Sounds of a Mexican Village


I live in a Mexican neighborhood where our streets come alive with sounds beginning early each morning and continue until late into the night. The garbage trucks begin the first movement of a complicated opus. Their emptiness reverberates and echoes as the trucks rattle down the cobblestone street as they begin their early morning collections. During Christmas time, they rattle a clacker to let everyone know they are in the neighborhood and are ready to collect their annual donation.

Soon after, the dueling gas trucks begin their counter melodies as they announce themselves to our inhabitants. One begins with the slow whine Zzzzzzz gaaaaaaasssss, while the other company plays a plucky little tune. Water delivery is announced as the deliveryman shouts “Agua! Aguuuuuuuaahhhhh! Agua!” as he toots his horn.

A soloist on a small pan flute announces his presence in the neighborhood and his readiness to sharpen all of our dull knives. Later on a truck with speakers tied on top of the cab crawls through the neighborhood blaring out the items the junk man will take away in his truck. Interspersed throughout the day are other vehicles with speakers strapped to their car tops or hanging out of their car trunks as they shout out or play the latest advertisement.

Often the car will park alongside the road and play through an entire announcement, and then slowly drive to another location where it will park and rest and repeat. These are several independent movements of the opus. As is the yellow plane which flies overhead, it, too, with a speaker attached, announcing some event.

The produce sellers will park their truck and they will call out the type of produce they offer for the day, and the price of their wares. They will remain a short while, and continue their journey to the next block and repeat their stanza.

During certain times of year, when the circus comes to town, trucks pulling animals in cages attract our attention again with speakers as they hawk the circus, the acts, and the price of the tickets, and park and sell tickets from the cabs of their trucks while the animals pace their cages or sleep in the extreme heat.

And underlying this concert is the hum of the passing of vehicles and livestock. The clatter of the hoofs of the horses and burros alongside the various vehicles; the cars, motorcycles and ATV’s create the rumble, rattle, clatter and clamor of the vehicles as they navigate the cobblestone streets are the percussion to the ongoing musical.

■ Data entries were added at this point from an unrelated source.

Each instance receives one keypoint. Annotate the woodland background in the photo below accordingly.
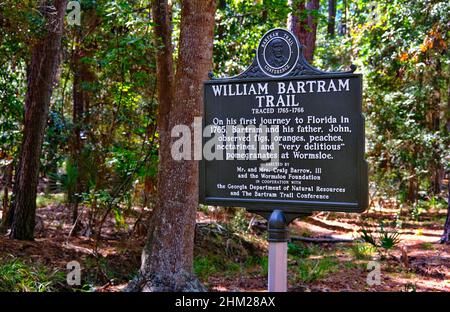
(85, 112)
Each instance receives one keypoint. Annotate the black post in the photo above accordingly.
(278, 238)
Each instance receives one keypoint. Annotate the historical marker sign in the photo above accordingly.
(284, 135)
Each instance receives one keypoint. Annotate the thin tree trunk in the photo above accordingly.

Many cars provide complex counter-melodies when they drive by with their own music reverberating at painful levels and we can feel the bass in our chests as they drive by. Can they even think with the music that loud? Even the parked cars join in with their whistles, whoops and warnings when their alarms go off if someone drives too close to the car, or the bass music was so loud that it set off the alarm.

And in the midst of it all are the dogs that guard their fence lines and property and bark at each passerby to warn them off their territory. Sometime setting off a chorus of other dogs.

The sounds of a village in Mexico are seemingly ceaseless, serenading us from dawn until well after nightfall. They announce the arrival of the many services, advertise and entertain. I once heard a story about a man who moved away from the village back to the Northern part of America who lost his ability to sleep peacefully, until a friend sent him a recording of the street noises in Mexico. He now sleeps like a newborn babe.